You could always buy ready to mix products like Mapei 4 to 1. The components are already measured and mixed, you just add water. While more expensive than buying the individual components separately, it's still only about $6 per bag. It's nice insurance to make sure you don't mess up the critical step of the mix.


----------



## daennera (Apr 2, 2012)

Oh thank you. That will help a lot. Can that be bought at any Home Depot/Lowe's or would I have to visit a specialty store for that?


----------



## angus242 (Oct 20, 2007)

I'm not sure. Who is your regular supplier?


----------



## daennera (Apr 2, 2012)

Home Depot *shrug*


----------



## angus242 (Oct 20, 2007)

You need a different supplier. Check Menards. They carry some Mapei products.


----------



## Ceramictec (Feb 14, 2008)

JohnFRWhipple said:


> I emailed Bob Weins on the 23rd asking him to come look a new job.


I'll be surprised if anybody wants to talk to you.
I'm sure your on that list


----------



## CO762 (Feb 22, 2010)

daennera said:


> Home Depot *shrug*


If they sell laticrete products, then that's OK for you. If not check out lowes or menards as recommended.

You may want to talk to a tile shop about this and have them do the pan and you do the rest.

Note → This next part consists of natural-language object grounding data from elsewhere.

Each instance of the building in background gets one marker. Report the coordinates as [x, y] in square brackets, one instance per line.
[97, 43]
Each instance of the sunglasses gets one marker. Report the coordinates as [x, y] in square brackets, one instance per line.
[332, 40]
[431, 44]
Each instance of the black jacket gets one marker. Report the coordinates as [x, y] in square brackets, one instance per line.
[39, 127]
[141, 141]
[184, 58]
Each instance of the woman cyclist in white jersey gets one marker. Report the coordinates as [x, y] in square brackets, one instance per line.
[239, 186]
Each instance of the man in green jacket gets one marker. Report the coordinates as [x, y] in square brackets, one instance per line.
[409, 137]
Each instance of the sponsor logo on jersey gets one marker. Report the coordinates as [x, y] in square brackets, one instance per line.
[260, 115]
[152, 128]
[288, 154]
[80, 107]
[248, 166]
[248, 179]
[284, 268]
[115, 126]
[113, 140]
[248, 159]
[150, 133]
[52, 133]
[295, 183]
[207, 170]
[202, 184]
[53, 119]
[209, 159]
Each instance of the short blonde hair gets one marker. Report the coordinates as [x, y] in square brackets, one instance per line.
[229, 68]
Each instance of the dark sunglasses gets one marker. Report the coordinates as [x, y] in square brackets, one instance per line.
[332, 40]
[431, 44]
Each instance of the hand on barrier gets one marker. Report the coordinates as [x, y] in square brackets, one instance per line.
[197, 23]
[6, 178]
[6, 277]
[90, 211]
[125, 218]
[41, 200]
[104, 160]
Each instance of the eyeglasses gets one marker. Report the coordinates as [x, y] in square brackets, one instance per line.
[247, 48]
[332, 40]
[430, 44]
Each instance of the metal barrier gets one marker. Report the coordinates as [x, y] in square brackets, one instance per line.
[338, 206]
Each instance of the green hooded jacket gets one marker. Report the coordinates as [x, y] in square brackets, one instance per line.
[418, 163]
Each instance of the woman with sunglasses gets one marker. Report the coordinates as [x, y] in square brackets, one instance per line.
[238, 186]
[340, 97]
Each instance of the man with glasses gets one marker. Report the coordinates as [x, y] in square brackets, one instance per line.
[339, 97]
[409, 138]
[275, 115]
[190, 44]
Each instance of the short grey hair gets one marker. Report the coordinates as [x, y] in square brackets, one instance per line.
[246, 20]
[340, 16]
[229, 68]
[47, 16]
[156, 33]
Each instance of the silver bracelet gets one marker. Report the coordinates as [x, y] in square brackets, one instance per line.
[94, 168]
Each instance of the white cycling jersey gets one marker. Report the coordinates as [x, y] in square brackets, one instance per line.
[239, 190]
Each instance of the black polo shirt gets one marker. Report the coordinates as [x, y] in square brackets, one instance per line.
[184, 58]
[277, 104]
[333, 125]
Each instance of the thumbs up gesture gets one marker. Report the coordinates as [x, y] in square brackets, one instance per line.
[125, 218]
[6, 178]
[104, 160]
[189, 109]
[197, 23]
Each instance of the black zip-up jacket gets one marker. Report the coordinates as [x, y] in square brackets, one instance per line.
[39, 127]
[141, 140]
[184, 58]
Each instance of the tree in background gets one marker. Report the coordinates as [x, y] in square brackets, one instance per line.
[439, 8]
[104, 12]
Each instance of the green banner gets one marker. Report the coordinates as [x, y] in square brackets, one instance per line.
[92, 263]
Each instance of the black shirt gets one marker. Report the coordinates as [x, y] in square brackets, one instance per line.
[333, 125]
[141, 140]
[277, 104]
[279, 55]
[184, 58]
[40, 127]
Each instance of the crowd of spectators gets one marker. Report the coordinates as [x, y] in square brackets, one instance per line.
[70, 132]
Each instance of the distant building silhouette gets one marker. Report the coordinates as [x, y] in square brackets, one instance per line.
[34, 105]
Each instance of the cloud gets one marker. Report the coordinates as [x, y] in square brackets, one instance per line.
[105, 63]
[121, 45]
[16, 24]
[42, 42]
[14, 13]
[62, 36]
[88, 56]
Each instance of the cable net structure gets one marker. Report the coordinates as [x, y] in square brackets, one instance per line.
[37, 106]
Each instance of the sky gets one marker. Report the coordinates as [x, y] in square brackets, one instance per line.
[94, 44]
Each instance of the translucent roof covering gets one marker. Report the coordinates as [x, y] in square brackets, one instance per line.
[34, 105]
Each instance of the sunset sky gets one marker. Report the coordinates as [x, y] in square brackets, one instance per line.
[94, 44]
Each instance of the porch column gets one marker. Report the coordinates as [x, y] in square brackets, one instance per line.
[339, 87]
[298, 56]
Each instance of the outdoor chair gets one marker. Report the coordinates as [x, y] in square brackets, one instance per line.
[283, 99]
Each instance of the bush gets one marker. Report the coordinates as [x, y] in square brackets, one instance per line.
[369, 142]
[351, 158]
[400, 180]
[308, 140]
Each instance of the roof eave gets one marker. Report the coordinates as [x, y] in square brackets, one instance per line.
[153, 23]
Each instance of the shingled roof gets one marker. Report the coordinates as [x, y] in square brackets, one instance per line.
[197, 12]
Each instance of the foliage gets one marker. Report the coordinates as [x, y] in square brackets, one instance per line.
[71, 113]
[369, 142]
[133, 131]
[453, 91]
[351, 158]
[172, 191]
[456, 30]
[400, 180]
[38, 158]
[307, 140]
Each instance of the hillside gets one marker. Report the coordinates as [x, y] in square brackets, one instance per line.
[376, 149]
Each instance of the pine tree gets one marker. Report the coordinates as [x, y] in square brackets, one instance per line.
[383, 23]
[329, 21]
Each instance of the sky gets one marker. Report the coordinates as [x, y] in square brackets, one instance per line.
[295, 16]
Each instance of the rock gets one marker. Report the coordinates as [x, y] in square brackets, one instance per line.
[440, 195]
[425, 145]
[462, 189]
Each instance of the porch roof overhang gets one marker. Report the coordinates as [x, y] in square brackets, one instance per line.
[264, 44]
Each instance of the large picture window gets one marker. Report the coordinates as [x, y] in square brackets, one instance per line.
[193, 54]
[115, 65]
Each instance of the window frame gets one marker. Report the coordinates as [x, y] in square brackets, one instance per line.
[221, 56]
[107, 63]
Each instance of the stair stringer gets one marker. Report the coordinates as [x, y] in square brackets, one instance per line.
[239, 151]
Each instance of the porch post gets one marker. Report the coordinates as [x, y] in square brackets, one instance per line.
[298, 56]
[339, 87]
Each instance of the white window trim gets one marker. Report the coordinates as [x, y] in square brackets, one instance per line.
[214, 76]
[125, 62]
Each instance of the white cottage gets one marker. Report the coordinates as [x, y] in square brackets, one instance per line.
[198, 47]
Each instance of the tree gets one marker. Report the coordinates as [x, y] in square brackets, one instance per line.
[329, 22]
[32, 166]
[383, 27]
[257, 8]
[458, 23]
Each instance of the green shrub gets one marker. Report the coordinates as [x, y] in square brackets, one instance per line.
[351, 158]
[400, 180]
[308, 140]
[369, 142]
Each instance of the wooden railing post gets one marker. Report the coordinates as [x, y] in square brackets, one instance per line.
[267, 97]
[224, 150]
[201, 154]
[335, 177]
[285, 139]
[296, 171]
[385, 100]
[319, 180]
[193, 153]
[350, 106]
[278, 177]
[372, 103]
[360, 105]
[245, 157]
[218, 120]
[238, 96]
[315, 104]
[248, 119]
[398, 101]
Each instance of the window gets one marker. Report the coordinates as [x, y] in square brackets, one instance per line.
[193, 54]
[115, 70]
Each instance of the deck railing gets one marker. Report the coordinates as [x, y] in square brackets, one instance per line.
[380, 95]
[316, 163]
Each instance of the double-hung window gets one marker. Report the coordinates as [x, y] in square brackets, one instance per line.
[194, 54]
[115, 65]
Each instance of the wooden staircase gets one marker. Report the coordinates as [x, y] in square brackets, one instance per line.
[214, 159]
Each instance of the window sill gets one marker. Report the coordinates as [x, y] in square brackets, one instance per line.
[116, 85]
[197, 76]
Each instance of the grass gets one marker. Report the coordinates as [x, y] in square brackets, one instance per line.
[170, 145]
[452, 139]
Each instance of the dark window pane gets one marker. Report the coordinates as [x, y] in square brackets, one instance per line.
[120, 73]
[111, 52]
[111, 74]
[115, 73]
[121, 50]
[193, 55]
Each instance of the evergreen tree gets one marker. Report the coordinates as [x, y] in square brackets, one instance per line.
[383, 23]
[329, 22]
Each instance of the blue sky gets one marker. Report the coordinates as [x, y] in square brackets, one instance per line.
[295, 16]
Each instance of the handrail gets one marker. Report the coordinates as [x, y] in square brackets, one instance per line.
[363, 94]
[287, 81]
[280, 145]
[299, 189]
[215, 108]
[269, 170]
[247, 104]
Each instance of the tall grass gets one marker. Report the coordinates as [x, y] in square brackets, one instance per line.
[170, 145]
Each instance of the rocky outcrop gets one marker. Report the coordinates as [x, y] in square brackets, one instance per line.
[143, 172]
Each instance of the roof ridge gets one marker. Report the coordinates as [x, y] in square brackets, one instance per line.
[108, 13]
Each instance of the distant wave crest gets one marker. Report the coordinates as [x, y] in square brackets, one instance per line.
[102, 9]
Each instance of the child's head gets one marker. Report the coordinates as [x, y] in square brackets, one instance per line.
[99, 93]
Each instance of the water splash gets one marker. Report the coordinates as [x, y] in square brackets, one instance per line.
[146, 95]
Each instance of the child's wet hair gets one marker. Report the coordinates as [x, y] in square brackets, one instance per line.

I don't know what they'd charge for just the pan, but it should be $300-$400. then you can do the rest and be a tile diva, but I don't think you've addressed the structural issues of a curbless and/or widening your room.


----------



## Ethos (Feb 21, 2012)

If you're looking for ease of installation and don't mind spending a little money, both Kerdi and Wedi offer foam-based pans for this kind of system that would be better for a beginner.

You can contact any of their reps and they'll offer up advice, manuals and training videos just to sell you their product.


----------



## CO762 (Feb 22, 2010)

Ben,
But w/o any structural carpentry, there'll be ramp up won't there?


----------



## Ethos (Feb 21, 2012)

CO762 said:


> Ben,
> But w/o any structural carpentry, there'll be ramp up won't there?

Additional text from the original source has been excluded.